Other Forms of Cell Death

Additional forms of cell death include necrosis, programmed necrosis, secondary necrosis, autophagy, and aponecrosis. Necrosis (i.e., oncosis), or accidental cell death, is viewed as a disordered manner in which cells die and is associated with an inflammatory reaction (Denecker et al., 2001; Elmore, 2007). Necrosis is characterized by cell swelling, karyolysis or complete disbanding of chromatin by the enzymatic action of endonucleases, plasma membrane rupture, and eventual dispersal of cytoplasmic contents into the surrounding tissue (Denecker et al., 2001; Elmore, 2007). In contrast, signaling pathways intentionally regulate programmed necrosis (i.e., necroptosis and necrapoptosis; Edinger & Thompson, 2004). Secondary necrosis can occur after apoptosis is initiated when apoptotic bodies are unable to be cleared by neighboring cells. When surrounding cells are unavailable or defective, secondary necrosis is activated via autolysis. Autolytic degradation, or self-digestion, of the dying cell then completes the process of cell death (Silva, 2010). Autophagy or Type II cell death is nonapoptotic and refers to cellular “self-eating.” Aponecrosis has morphological characteristics of both apoptosis and necrosis and is identified by decreased adenosine triphosphate (Formigli et al., 2000; Papucci et al., 2004). Although researchers continue to expand the study of different types of cell death, apoptosis remains the most commonly studied form.

Functions of Apoptosis

In addition to maintaining tissue morphology and function, cell death serves as a defense mechanism when cells are damaged or injured (Elmore, 2007). Such mechanisms serve both a physiologic role in normal states and a pathologic role in disease. A number of conditions can trigger cell death, such as when a cell loses contact with its surroundings or when there are too many conflicting signals at one time (Ashkenazi & Dixit, 1998). Many environmental insults cause apoptosis. Biomechanical trauma is a common injury that induces apoptosis to maintain homeostasis in a number of biological systems (Que & Gores, 1996; Ren & Wilson, 1997; Serbest, Horwitz, Jost, & Barbee, 2006; Watson, Duckworth, Guan, & Montrose, 2009; Wernig & Xu, 2002; Wilson & Kim, 1998). External biomechanical stresses present a significant risk to a variety of cell types throughout the body. Thus, to maintain homeostasis cells must rapidly adapt to the constant changes in mechanical forces. Apoptosis is one specific cellular mechanism for regulating cells and tissues.
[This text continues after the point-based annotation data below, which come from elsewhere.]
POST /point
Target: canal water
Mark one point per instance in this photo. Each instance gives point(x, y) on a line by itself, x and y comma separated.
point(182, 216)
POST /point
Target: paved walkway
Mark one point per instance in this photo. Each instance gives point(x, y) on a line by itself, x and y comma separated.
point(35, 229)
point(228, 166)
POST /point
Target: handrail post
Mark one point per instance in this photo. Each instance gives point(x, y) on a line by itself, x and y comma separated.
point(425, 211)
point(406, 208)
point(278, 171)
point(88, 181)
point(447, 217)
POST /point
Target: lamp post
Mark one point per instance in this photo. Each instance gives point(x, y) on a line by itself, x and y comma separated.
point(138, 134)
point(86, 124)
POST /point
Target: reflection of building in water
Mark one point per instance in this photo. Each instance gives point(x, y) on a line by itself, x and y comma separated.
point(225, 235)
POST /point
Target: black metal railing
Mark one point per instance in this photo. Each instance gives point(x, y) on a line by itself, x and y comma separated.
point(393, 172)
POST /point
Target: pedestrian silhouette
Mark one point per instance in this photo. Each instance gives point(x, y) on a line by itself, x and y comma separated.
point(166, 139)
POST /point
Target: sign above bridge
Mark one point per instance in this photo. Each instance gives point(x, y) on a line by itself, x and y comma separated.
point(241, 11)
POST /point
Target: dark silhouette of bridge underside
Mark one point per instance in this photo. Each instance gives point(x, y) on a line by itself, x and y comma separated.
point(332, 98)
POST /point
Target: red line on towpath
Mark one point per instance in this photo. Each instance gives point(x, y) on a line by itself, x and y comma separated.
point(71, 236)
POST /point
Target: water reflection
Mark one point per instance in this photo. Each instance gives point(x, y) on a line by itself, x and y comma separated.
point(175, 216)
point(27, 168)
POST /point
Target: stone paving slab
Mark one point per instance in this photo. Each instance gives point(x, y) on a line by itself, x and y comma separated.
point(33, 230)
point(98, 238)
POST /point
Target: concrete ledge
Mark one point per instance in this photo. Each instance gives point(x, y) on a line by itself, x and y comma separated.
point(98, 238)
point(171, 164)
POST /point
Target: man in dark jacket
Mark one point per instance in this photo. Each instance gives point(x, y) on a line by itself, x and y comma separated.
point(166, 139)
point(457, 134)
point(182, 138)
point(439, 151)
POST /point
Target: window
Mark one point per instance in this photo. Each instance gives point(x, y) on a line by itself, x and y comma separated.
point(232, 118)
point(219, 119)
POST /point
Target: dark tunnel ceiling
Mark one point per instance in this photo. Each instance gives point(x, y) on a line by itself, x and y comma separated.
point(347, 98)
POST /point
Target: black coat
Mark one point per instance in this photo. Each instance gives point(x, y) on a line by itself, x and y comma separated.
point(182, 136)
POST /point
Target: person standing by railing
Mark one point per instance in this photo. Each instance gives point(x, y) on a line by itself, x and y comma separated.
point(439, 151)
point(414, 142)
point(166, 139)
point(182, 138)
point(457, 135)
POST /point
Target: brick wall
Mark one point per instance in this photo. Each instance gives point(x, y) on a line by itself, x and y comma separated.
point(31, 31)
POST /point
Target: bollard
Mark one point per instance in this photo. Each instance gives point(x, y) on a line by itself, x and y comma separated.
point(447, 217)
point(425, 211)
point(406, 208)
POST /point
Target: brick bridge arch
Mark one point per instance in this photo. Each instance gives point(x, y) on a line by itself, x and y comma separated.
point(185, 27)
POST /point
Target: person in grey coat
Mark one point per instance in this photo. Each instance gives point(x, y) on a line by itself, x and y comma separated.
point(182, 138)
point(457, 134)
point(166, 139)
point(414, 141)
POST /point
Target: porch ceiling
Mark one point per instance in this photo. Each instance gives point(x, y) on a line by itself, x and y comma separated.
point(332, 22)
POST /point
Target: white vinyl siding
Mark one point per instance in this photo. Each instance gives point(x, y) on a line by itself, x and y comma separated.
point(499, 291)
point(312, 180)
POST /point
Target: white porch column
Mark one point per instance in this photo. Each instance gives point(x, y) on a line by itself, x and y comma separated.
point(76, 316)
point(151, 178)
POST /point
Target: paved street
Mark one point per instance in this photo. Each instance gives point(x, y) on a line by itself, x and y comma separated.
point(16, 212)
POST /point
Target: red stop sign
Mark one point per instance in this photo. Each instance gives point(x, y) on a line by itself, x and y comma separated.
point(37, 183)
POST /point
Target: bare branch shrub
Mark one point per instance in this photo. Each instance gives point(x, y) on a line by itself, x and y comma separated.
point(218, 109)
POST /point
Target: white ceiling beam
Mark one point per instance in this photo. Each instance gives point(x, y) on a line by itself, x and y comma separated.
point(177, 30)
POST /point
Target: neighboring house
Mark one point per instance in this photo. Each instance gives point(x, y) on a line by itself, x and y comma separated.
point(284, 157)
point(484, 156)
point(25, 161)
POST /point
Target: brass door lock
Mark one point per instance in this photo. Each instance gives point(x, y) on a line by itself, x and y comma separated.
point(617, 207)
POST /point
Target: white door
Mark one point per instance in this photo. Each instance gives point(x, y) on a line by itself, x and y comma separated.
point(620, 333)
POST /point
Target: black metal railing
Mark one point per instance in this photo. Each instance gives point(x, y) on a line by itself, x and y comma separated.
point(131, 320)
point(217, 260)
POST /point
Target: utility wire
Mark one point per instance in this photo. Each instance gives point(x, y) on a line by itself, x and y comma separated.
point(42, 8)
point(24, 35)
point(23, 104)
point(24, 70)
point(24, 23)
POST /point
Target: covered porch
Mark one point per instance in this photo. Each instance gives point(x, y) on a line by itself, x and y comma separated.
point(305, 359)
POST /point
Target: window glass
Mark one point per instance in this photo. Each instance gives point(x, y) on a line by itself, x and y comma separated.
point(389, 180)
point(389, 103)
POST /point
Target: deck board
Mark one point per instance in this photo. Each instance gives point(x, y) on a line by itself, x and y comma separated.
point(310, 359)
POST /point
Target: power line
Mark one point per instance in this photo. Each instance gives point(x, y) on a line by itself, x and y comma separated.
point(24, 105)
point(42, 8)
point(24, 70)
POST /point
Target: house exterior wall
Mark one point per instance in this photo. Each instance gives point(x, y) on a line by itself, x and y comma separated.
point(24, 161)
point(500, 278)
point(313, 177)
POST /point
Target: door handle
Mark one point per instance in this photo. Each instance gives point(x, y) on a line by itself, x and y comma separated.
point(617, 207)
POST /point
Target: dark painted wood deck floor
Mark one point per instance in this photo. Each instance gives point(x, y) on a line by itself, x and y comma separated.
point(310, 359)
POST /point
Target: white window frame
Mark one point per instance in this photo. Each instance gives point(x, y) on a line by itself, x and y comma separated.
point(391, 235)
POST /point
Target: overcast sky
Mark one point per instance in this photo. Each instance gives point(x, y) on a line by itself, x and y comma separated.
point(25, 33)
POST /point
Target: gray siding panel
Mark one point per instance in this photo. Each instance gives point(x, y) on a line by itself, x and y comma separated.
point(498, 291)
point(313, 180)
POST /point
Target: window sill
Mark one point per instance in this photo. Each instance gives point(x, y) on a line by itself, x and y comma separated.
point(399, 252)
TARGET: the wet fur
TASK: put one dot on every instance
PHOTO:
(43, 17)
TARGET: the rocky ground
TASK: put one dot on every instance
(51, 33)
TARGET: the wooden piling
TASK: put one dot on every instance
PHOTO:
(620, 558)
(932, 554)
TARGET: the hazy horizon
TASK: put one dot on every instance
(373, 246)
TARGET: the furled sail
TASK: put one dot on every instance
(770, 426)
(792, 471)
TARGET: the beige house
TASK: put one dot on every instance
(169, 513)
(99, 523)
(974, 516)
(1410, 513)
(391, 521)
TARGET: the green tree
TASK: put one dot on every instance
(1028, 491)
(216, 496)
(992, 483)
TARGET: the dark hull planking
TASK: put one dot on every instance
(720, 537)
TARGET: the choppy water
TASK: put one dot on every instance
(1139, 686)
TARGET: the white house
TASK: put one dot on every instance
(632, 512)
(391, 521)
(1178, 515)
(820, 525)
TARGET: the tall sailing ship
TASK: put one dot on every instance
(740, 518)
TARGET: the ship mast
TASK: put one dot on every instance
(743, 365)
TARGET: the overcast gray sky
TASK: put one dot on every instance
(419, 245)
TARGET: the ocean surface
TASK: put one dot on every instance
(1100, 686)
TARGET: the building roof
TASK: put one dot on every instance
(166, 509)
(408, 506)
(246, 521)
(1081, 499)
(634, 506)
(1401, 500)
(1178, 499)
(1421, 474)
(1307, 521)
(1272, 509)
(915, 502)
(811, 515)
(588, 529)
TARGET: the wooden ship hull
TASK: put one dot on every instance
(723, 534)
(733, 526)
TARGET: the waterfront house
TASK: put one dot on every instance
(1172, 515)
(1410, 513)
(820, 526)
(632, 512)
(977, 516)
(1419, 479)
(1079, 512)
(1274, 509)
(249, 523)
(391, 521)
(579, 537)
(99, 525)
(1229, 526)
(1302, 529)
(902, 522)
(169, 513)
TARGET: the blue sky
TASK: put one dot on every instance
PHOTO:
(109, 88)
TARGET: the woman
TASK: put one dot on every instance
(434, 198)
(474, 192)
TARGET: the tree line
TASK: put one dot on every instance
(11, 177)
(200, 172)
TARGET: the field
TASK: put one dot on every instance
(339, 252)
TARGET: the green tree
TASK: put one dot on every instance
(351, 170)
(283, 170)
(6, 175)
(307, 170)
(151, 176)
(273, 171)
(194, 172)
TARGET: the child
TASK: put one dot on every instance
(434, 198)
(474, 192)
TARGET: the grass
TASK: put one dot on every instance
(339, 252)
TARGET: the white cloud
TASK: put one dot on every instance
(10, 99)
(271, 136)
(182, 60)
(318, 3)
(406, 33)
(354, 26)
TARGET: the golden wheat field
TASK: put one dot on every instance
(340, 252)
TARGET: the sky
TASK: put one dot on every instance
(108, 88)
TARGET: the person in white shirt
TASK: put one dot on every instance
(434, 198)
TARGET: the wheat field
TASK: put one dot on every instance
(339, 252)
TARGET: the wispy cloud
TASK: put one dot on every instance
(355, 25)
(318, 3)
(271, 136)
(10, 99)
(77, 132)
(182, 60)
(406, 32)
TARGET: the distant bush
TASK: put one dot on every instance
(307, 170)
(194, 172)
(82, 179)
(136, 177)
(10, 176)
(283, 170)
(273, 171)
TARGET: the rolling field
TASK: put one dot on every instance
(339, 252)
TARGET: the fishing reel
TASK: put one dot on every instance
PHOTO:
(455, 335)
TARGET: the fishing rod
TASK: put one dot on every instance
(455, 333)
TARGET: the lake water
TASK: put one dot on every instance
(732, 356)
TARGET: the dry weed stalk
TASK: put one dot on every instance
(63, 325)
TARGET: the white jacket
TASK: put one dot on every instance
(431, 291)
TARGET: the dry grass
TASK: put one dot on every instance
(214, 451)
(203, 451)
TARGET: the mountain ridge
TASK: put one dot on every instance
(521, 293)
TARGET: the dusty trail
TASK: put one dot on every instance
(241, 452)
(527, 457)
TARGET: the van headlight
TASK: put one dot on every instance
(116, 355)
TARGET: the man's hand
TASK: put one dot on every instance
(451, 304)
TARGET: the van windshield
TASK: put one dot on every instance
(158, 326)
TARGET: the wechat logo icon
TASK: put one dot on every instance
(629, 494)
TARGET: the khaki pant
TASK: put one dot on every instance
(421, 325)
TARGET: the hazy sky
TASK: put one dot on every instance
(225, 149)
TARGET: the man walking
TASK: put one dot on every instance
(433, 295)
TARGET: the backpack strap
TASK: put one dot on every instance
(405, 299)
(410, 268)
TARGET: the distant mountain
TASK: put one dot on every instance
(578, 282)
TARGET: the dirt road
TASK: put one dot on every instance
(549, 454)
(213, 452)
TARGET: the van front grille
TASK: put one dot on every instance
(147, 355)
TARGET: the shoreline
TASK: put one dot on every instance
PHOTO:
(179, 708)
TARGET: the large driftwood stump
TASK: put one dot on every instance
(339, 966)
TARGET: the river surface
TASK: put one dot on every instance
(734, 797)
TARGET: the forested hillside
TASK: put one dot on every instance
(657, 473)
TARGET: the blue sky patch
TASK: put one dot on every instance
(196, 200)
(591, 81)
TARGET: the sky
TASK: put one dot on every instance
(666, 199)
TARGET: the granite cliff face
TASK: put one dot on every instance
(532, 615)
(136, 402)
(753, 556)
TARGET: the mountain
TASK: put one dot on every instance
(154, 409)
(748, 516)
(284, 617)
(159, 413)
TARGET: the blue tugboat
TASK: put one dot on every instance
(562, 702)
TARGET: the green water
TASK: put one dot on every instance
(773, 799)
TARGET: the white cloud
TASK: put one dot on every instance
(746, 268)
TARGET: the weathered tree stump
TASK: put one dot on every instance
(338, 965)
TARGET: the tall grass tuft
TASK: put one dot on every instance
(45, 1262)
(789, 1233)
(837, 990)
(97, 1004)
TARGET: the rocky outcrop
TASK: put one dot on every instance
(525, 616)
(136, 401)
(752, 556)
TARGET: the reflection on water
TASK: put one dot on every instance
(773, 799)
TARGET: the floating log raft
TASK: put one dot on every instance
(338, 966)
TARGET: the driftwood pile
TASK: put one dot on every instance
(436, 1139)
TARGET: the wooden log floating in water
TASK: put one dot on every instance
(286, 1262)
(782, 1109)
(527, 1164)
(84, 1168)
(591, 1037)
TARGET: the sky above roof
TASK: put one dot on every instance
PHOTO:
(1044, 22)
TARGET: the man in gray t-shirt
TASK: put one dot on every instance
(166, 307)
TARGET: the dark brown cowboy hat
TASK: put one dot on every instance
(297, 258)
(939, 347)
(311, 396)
For instance, corneal epithelium is subjected to mechanical injury such as eye blinking, eye rubbing, and poorly fitted contact lenses (Wilson & Kim, 1998). Using an in vitro rabbit model to simulate eyelid blinking, Ren and Wilson (1997) induced shear stresses to corneal epithelia via magnetic stirring in tear solution with stirring in static tear solution as the control. Results revealed that the mean rate of apoptosis in corneas exposed to shear stresses was significantly higher than that in the control. The rate of apoptosis significantly increased with increasing stress time, suggesting that biomechanical stresses caused the epithelial surface to exfoliate and remove a greater number of cells (Ren & Wilson, 1997).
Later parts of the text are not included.